Clothes make the man -- uncomfortable
Has there ever been a more cumbersome and more determinedly uncomfortable set of garments? Almost every part of the body is enclosed, usually fairly tightly. Trousers, shoes, and shirts all have to be hauled on separately, often with some effort -- has there ever been a greater absurdity than the shoehorn? -- and if it doesn't take effort, they're probably too loose to look right or stay in place properly. Shirts have to be buttoned up (why did zippers never catch on for shirts as they did for trousers or jackets?) and many shoes still need to be secured by tying laces into a peculiar and silly-looking sort of bow-knot. The whole ensemble is fussy, awkward, and over-complicated.
(Yes, I know Victorian-era clothing was even worse, but that's essentially an earlier version of the same culture and clothing tradition. I'm grateful for the simplification that has happened since then, such as it is.)
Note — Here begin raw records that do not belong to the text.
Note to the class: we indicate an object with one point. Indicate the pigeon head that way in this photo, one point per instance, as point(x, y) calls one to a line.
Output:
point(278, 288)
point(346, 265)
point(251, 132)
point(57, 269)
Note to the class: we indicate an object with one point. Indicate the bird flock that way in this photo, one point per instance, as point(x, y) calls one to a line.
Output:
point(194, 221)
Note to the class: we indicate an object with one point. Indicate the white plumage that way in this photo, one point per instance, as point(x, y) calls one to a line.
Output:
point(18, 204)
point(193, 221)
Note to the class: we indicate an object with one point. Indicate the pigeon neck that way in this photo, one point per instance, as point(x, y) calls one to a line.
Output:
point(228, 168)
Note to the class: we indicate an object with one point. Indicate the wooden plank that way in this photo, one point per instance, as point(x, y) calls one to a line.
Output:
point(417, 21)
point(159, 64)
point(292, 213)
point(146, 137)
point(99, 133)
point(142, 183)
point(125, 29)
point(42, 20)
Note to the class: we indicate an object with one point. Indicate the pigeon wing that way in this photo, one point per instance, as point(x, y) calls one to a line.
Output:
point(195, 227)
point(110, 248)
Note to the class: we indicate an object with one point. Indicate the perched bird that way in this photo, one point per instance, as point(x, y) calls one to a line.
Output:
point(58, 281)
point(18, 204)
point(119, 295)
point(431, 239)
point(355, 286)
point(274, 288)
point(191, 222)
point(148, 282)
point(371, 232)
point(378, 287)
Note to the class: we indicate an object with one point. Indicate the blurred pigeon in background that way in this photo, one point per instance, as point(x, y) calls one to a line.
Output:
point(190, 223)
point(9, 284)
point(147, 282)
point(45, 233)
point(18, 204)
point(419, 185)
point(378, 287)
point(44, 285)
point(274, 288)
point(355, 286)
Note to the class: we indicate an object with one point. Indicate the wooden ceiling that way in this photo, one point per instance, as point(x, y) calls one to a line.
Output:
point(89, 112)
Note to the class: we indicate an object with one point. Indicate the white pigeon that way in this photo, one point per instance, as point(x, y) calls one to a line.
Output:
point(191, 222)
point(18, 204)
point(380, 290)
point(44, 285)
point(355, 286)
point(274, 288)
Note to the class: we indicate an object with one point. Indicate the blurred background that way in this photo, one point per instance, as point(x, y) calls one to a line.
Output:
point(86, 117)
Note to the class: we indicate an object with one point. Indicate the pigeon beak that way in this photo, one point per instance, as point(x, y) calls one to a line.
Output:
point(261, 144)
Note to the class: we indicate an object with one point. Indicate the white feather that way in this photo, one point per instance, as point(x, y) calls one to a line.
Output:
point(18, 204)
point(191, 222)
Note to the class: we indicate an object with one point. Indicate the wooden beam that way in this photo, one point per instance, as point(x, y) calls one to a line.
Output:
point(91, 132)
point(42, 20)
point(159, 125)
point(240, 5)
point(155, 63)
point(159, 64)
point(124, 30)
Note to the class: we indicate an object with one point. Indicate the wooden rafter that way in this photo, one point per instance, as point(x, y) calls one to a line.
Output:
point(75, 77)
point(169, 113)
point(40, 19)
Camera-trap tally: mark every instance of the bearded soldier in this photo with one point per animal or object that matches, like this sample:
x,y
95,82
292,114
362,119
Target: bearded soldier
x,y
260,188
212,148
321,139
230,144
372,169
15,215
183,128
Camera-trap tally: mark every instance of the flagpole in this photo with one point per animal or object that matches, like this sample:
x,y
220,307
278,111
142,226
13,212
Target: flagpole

After all that, you're not comfortable. A change of posture as simple as sitting down can cause constriction of the groin, waist, or even armpits. If it's warm, no comforting breeze can reach most of you. Why are smelly feet so common a problem as to be an occasional staple of jokes? That's what a day's worth of tightly-trapped sweat will do. Absorbent socks mitigate the problem, at the price of one more tight, silly-looking item to deal with when dressing.
The fact that modern clothes are fairly tight, and have to be in order to look right or stay on properly, means that you have to buy new versions of everything if you gain or lose a substantial amount of weight -- often a non-trivial expense.
And don't even get me started on the necktie. This utterly non-functional symbol of conformity has always put me in mind of a leash. It's one more otherwise-useless knot to learn, it takes some practice to get it to look right, and it requires a fairly tight collar -- one more point of constriction. It is, thank goodness, seemingly on the way out. During the last Presidential election I recall seeing both Obama and Romney at at least some campaign events without ties, and nowadays, if you're in a typical office and you see a man wearing a tie, it's usually either the president of the company or a temp worker on his first day on the job.
What alternatives can history suggest? As is so often the case, we could learn a thing or two from the ancient Greeks. The clothing depicted in Greek art or statues may look elaborate, but in fact most garments in that culture were variations on a simple large sheet wrapped very loosely around the body below the armpits, with the front and back pulled up and pinned together over one or both shoulders. For fancier effects one could add sleeves, or a sort of sash over one shoulder, across the opposite hip, and up the back to the shoulder again and pinned in place, or even a cape. In most cases getting dressed or undressed took probably a couple of minutes. Contrary to modern impressions, these simple clothes were usually brilliantly colored, in contrast to the drab palette favored for male clothing today.